Evaluation of Antibody Response in Symptomatic and Asymptomatic COVID-19 Patients and Diagnostic Assessment of New IgM/IgG ELISA Kits

Hadeel T Al-Jighefee  1   2 Hadi M Yassine  1   2 Gheyath K Nasrallah  1   2
Affiliations

Evaluation of Antibody Response in Symptomatic and Asymptomatic COVID-19 Patients and Diagnostic Assessment of New IgM/IgG ELISA Kits

Hadeel T Al-Jighefee et al.

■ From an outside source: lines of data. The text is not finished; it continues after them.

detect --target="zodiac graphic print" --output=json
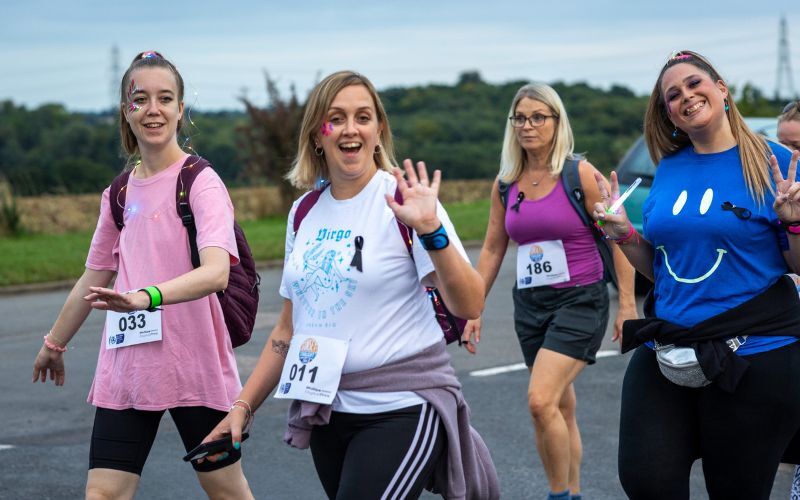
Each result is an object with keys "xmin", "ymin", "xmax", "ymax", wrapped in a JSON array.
[{"xmin": 290, "ymin": 228, "xmax": 358, "ymax": 328}]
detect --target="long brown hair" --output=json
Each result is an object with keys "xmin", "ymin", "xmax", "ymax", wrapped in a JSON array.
[
  {"xmin": 644, "ymin": 50, "xmax": 773, "ymax": 204},
  {"xmin": 119, "ymin": 50, "xmax": 183, "ymax": 163}
]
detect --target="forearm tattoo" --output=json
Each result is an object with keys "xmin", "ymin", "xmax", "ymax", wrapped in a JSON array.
[{"xmin": 272, "ymin": 340, "xmax": 289, "ymax": 358}]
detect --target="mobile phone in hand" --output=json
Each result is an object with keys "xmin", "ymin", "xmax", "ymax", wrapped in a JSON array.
[{"xmin": 183, "ymin": 432, "xmax": 250, "ymax": 462}]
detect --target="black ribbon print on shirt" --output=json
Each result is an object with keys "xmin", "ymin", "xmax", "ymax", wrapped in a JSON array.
[
  {"xmin": 350, "ymin": 236, "xmax": 364, "ymax": 273},
  {"xmin": 511, "ymin": 191, "xmax": 525, "ymax": 213}
]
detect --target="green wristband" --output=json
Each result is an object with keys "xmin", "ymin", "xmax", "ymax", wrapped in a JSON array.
[{"xmin": 139, "ymin": 286, "xmax": 163, "ymax": 311}]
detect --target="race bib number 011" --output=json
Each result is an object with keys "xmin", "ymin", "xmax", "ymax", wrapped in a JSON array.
[
  {"xmin": 517, "ymin": 240, "xmax": 569, "ymax": 289},
  {"xmin": 275, "ymin": 335, "xmax": 348, "ymax": 405},
  {"xmin": 106, "ymin": 309, "xmax": 161, "ymax": 349}
]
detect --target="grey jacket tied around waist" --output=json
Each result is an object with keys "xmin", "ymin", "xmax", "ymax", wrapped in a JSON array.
[{"xmin": 283, "ymin": 340, "xmax": 500, "ymax": 500}]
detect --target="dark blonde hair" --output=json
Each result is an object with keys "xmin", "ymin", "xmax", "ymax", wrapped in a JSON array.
[
  {"xmin": 498, "ymin": 82, "xmax": 576, "ymax": 184},
  {"xmin": 119, "ymin": 50, "xmax": 184, "ymax": 161},
  {"xmin": 778, "ymin": 100, "xmax": 800, "ymax": 123},
  {"xmin": 644, "ymin": 50, "xmax": 773, "ymax": 204},
  {"xmin": 286, "ymin": 71, "xmax": 397, "ymax": 189}
]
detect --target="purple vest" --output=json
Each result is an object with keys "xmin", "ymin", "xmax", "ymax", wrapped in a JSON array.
[{"xmin": 505, "ymin": 177, "xmax": 603, "ymax": 288}]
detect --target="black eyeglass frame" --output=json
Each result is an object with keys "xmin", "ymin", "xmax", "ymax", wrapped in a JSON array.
[
  {"xmin": 781, "ymin": 100, "xmax": 800, "ymax": 115},
  {"xmin": 508, "ymin": 113, "xmax": 558, "ymax": 128}
]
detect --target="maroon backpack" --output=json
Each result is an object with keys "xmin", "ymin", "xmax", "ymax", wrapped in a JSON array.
[
  {"xmin": 109, "ymin": 156, "xmax": 261, "ymax": 347},
  {"xmin": 292, "ymin": 184, "xmax": 467, "ymax": 345}
]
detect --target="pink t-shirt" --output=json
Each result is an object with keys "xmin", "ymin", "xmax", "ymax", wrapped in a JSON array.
[{"xmin": 86, "ymin": 157, "xmax": 242, "ymax": 410}]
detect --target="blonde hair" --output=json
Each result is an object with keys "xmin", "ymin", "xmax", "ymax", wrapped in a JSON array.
[
  {"xmin": 644, "ymin": 50, "xmax": 773, "ymax": 204},
  {"xmin": 498, "ymin": 82, "xmax": 575, "ymax": 184},
  {"xmin": 778, "ymin": 101, "xmax": 800, "ymax": 123},
  {"xmin": 286, "ymin": 71, "xmax": 397, "ymax": 189}
]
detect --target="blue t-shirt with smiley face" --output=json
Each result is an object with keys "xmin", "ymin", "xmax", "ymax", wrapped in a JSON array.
[{"xmin": 642, "ymin": 142, "xmax": 797, "ymax": 355}]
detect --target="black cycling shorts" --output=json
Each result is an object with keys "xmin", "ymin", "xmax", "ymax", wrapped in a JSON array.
[
  {"xmin": 89, "ymin": 406, "xmax": 242, "ymax": 476},
  {"xmin": 512, "ymin": 281, "xmax": 608, "ymax": 367}
]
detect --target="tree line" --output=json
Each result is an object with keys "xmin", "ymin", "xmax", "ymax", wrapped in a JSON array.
[{"xmin": 0, "ymin": 72, "xmax": 782, "ymax": 198}]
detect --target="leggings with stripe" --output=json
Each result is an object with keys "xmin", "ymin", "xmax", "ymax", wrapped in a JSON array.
[{"xmin": 311, "ymin": 403, "xmax": 447, "ymax": 500}]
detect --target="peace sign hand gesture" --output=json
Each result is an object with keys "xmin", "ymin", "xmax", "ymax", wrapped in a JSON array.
[
  {"xmin": 386, "ymin": 159, "xmax": 442, "ymax": 234},
  {"xmin": 592, "ymin": 172, "xmax": 631, "ymax": 239},
  {"xmin": 769, "ymin": 150, "xmax": 800, "ymax": 224}
]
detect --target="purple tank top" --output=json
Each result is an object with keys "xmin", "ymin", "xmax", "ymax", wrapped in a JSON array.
[{"xmin": 506, "ymin": 177, "xmax": 603, "ymax": 288}]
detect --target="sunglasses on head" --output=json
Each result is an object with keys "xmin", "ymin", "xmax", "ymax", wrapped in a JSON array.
[{"xmin": 781, "ymin": 101, "xmax": 800, "ymax": 115}]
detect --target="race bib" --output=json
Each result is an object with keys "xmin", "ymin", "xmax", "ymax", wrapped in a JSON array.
[
  {"xmin": 517, "ymin": 240, "xmax": 569, "ymax": 289},
  {"xmin": 106, "ymin": 309, "xmax": 161, "ymax": 349},
  {"xmin": 275, "ymin": 335, "xmax": 349, "ymax": 405}
]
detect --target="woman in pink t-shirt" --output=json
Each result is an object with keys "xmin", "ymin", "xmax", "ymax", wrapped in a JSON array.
[{"xmin": 33, "ymin": 52, "xmax": 252, "ymax": 498}]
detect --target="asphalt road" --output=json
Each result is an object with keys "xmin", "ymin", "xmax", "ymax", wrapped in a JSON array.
[{"xmin": 0, "ymin": 250, "xmax": 791, "ymax": 500}]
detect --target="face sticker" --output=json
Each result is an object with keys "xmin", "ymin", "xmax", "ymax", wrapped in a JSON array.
[{"xmin": 128, "ymin": 79, "xmax": 140, "ymax": 113}]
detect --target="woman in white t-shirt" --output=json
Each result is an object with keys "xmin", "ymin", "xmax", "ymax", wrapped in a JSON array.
[{"xmin": 200, "ymin": 71, "xmax": 499, "ymax": 499}]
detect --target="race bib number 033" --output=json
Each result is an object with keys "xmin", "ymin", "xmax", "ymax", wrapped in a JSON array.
[
  {"xmin": 517, "ymin": 240, "xmax": 569, "ymax": 289},
  {"xmin": 106, "ymin": 309, "xmax": 161, "ymax": 349},
  {"xmin": 275, "ymin": 335, "xmax": 348, "ymax": 405}
]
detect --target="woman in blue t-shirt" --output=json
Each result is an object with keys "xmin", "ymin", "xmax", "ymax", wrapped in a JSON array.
[{"xmin": 594, "ymin": 51, "xmax": 800, "ymax": 500}]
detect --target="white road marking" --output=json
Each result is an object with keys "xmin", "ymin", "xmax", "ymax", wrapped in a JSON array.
[{"xmin": 469, "ymin": 350, "xmax": 619, "ymax": 377}]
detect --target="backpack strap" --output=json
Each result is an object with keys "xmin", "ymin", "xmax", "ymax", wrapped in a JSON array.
[
  {"xmin": 175, "ymin": 155, "xmax": 211, "ymax": 269},
  {"xmin": 561, "ymin": 158, "xmax": 618, "ymax": 287},
  {"xmin": 108, "ymin": 170, "xmax": 131, "ymax": 231},
  {"xmin": 497, "ymin": 180, "xmax": 511, "ymax": 208},
  {"xmin": 292, "ymin": 183, "xmax": 330, "ymax": 234},
  {"xmin": 561, "ymin": 158, "xmax": 593, "ymax": 226}
]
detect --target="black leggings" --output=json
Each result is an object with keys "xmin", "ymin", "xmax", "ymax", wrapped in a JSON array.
[
  {"xmin": 619, "ymin": 342, "xmax": 800, "ymax": 500},
  {"xmin": 311, "ymin": 403, "xmax": 447, "ymax": 500}
]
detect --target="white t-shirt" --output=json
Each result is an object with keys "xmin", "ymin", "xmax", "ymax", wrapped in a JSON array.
[{"xmin": 280, "ymin": 170, "xmax": 469, "ymax": 413}]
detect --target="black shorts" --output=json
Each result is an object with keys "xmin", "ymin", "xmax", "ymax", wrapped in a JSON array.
[
  {"xmin": 512, "ymin": 281, "xmax": 608, "ymax": 366},
  {"xmin": 89, "ymin": 406, "xmax": 242, "ymax": 476}
]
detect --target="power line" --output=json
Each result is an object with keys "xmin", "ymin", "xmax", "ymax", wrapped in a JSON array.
[
  {"xmin": 775, "ymin": 16, "xmax": 797, "ymax": 99},
  {"xmin": 109, "ymin": 44, "xmax": 120, "ymax": 109}
]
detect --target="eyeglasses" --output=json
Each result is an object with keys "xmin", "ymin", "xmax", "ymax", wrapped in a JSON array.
[
  {"xmin": 781, "ymin": 101, "xmax": 800, "ymax": 115},
  {"xmin": 722, "ymin": 201, "xmax": 752, "ymax": 220},
  {"xmin": 508, "ymin": 113, "xmax": 558, "ymax": 128}
]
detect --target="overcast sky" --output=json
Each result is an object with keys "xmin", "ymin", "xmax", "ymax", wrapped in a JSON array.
[{"xmin": 0, "ymin": 0, "xmax": 800, "ymax": 111}]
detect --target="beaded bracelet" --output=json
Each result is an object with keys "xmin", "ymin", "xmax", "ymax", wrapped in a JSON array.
[
  {"xmin": 44, "ymin": 333, "xmax": 67, "ymax": 353},
  {"xmin": 608, "ymin": 224, "xmax": 639, "ymax": 245},
  {"xmin": 139, "ymin": 286, "xmax": 163, "ymax": 312},
  {"xmin": 228, "ymin": 399, "xmax": 253, "ymax": 421}
]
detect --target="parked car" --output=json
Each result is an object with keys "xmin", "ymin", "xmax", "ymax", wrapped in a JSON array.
[{"xmin": 616, "ymin": 118, "xmax": 780, "ymax": 294}]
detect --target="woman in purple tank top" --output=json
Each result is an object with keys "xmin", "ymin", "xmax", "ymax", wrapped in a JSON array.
[{"xmin": 464, "ymin": 83, "xmax": 636, "ymax": 500}]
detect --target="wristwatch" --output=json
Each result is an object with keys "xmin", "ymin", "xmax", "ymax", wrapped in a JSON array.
[{"xmin": 419, "ymin": 225, "xmax": 450, "ymax": 250}]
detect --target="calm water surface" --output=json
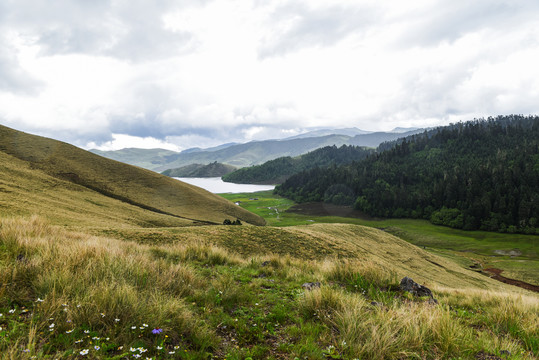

Pathogens. .

Abstract

This study aims to study the immune response and evaluate the performances of four new IgM and five IgG enzyme-linked immunosorbent assay (ELISA) kits for detecting anti-severe acute respiratory syndrome coronavirus 2 (SARS-CoV-2) antibodies against different antigens in symptomatic and asymptomatic coronavirus disease 2019 (COVID-19) patients. A total of 291 samples collected from symptomatic and asymptomatic RT-PCR-confirmed patients were used to evaluate the ELISA kits' performance (EDI, AnshLabs, DiaPro, NovaLisa, and Lionex). The sensitivity was measured at three different time-intervals post symptoms onset or positive SARS-CoV-2 RT-PCR test (≤14, 14-30, >30 days). The specificity was investigated using 119 pre-pandemic serum samples. The sensitivity of all IgM kits gradually decreased with time, ranging from 48.7% (EDI)-66.4% (Lionex) at ≤14 days, 29.1% (NovaLisa)-61.8% (Lionex) at 14-30 days, and 6.0% (AnshLabs)-47.9% (Lionex) at >30 days. The sensitivity of IgG kits increased with time, peaking in the latest interval (>30 days) at 96.6% (Lionex). Specificity of IgM ranged from 88.2% (Lionex)-99.2% (EDI), while IgG ranged from 75.6% (DiaPro)-98.3% (Lionex). Among all RT-PCR-positive patients, 23 samples (7.9%) were seronegative by all IgG kits, of which only seven samples (30.4%) had detectable IgM antibodies. IgM assays have variable and low sensitivity, thus considered a poor marker for COVID-19 diagnosis. IgG assays can miss at least 8% of RT-PCR-positive cases.

Keywords: COVID-19; ELISA; IgG; IgM; SARS-CoV-2; asymptomatic; sensitivity; serology; specificity; symptomatic.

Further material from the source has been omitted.